If you have skin picking disorder you can’t resist your impulses to pick at your skin. You probably spend a great deal of time each day either picking or hiding the effects of your actions and your skin definitely suffers lesions or tissue damage as a result. Your disorder causes you to feel embarrassed or ashamed and it interferes with your ability to lead a normal and happy life.

You may well feel tension before you pick and a sense of relief afterward and if you’re like most skin pickers you pick at your face using your fingers or tweezers – picking at real and imagined blemishes – often until you end up bleeding.

You almost certainly try to hide your disorder and its effects on your skin and if you’re like many with this condition you’ll avoid certain types of social situations to keep your affliction a secret.

Although doctors aren’t yet sure how to classify skin picking disorder (probably a subtype of impulse control disorder or obsessive compulsive disorder) no one denies the seriousness of the condition, the difficulty people with the disorder have in controlling their impulses and the need for treatments that can help.

Skin picking disorder is also sometimes called dermatillomania or copmpulsive skin picking.

Diagnosis – Do You Have Skin Picking Disorder?

Although not currently in the American Psychiatric Association's Manual of Mental Health Disorders, the DMV-IVr, it is under consideration for addition to the upcoming DSM-V edition.

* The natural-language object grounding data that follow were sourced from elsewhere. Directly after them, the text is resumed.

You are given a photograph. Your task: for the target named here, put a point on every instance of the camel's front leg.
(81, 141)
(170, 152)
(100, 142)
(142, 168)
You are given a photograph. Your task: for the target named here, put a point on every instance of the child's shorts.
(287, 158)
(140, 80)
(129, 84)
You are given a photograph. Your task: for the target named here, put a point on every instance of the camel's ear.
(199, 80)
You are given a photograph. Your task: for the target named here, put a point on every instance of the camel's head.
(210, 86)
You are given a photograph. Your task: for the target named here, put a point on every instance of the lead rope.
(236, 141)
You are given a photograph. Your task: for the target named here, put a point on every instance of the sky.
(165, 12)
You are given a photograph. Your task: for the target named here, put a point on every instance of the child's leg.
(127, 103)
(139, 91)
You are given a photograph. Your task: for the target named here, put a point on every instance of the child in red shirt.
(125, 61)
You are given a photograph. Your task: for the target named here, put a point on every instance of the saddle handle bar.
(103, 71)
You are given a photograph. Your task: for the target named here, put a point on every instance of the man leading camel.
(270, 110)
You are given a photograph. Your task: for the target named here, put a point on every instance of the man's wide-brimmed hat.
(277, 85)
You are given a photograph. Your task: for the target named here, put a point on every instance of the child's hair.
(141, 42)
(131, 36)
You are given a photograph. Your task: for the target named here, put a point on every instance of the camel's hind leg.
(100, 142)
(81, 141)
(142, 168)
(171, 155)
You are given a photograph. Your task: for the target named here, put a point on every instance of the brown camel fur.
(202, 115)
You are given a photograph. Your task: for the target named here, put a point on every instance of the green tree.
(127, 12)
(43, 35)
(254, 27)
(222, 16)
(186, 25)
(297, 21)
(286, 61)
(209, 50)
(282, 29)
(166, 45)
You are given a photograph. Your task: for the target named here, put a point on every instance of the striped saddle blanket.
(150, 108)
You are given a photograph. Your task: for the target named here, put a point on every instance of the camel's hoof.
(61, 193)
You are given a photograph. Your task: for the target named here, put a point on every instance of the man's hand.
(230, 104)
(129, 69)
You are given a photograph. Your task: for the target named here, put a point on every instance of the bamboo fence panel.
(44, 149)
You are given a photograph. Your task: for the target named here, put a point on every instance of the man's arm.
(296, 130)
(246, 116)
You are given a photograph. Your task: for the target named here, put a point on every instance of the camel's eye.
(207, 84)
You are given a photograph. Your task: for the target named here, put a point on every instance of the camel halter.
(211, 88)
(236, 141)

Based on the criteria under consideration for inclusion into the upcoming manual, to meet a diagnosis of skin picking disorder you must:

  1. Engage in re-occurring bouts of skin picking and this picking must result in tissue damage or lesions
  1. Feel or experience significant distress or impairment in social, occupational or other important life-area functioning as a result of your skin picking disorder
  1. Not pick as a result of substance use or abuse (cocaine or methamphetamine use, for example) nor pick as a result of a medical condition, like scabies
  1. Not have another mental health disorder which better explains the skin picking, such as body dysmorphic disorder or delusional disorder

Basically, if you find that you chronically skin pick, your skin picking results in noticeable cuts or lesions, your skin picking is interfering with your quality of life and no other medical or psychiatric condition better explains your actions – then you have skin picking disorder.